Ecco, mentre scrivo, mi è venuto in mente questo termine: intimità.  E’ intimità che si crea fra gli artisti invitati al festival, gli spettatori, gli abitanti del paese. E ci si ferma a chiacchierare, noi e loro, per le strade strette, nei bar, nei giardini delle case. Sì, Seneghe, come ha scritto Lella Costa, è un miracolo. Non solo per l’elevato valore degli ospiti (da Giulio Angioni a Gabriella Caramore, da Franco Loi a Milo De Angelis, da Bruno Tognolini al poeta e traduttore Marc Porcu, di padre sardo, nato a Tunisi e residente a Lione, da Ascanio Celestini a….).  Tanti sono stati gli artisti che mi hanno emozionato, a Seneghe. Tutti gli incontri sono stati un bellissimo regalo. Un pensiero a parte vorrei riservarlo a tre grandi in particolare: a  Paolo Nori, che ogni sera divideva con noi i suoi diari di Seneghe (e mi piaceva tanto vederlo mentre prendeva appunti sul suo taccuino, durante gli incontri degli altri ospiti), diari ironici, divertenti, e intelligenti, e commoventi, a Lella Costa e Paolo Fresu, che con un reading poetico-musicale hanno presentato “Versus” il libro di poesie di Sergio Atzeni: qui il festival ha davvero raggiunto l’apice, è stato qualcosa, questo incontro, di indicibilmente bello.  E se mi ero commossa ascoltando le parole di Paolo Nori quando nel suo ultimo diario (non ancora on line) salutava Seneghe, mi sono commossa non solo ascoltando i versi di Atzeni, sottolineati dalla musica di Fresu,  ma pure quando Lella Costa ha ricordato Teresa Sarti, e l’ha ricordata piangendo, perchè Teresa era una sua grande amica.

Ecco, intimità con la poesia, intimità con questi grandi artisti, e con le case, e con i luoghi dove si svolgono gli incontri (e se uso ripetutamente la parola incontri è perchè, in questa occasione, la preferisco a “eventi”: incontri, sono, come bellissimi incontri fra amici).
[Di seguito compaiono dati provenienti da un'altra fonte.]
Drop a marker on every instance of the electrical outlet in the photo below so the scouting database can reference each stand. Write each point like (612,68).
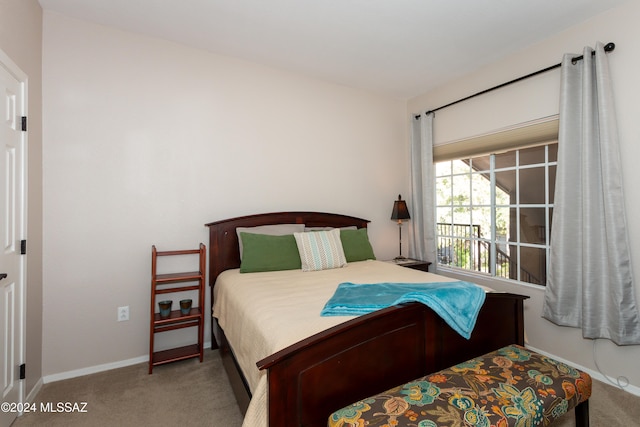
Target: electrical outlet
(123,313)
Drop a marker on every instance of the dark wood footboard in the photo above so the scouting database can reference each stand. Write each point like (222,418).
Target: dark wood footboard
(372,353)
(369,354)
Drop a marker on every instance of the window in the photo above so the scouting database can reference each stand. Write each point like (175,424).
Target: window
(494,213)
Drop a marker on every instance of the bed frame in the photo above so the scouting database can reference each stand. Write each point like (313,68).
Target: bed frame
(367,355)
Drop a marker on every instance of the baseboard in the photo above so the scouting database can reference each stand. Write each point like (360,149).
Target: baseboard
(100,368)
(596,375)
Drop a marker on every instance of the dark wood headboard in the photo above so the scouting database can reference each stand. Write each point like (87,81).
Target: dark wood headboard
(224,252)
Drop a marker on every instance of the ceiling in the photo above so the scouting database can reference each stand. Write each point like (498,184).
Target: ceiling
(400,48)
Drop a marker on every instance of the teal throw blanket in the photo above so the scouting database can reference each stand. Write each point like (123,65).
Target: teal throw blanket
(458,303)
Ecco perchè all’inizio ho scritto che quasi quasi non vorrei andare a Mantova.  Senza nulla togliere al Festival Letteratura, che rimane un’ottima manifestazione culturale, ora che conosco il Festival di Seneghe so già che non potrò fare a meno di paragonare gli eventi di Mantova agli incontri del festival di poesia del piccolo paese sardo. Ecco, mi viene in mente questo paragone, mi vengono in mente due immagini: una chiesetta romanica e una grande cattedrale gotica; bellissime entrambe, ma forse, guardando la prima, ci si sente più vicini a Dio, qualunque nome abbia questo Dio  per noi. I festival non servono a niente, mi ha detto il mio amico: io dico che il Festival di Seneghe serve, perchè è come abbeverarsi a una fonte di gioia. E poi ripenso ai nomi, per me esotici e  magici dei luoghi dove si sono svolti gli incontri. Sa Prentza de Murone, S’Arruga de Putzu Arru, Partza de Sos Ballos.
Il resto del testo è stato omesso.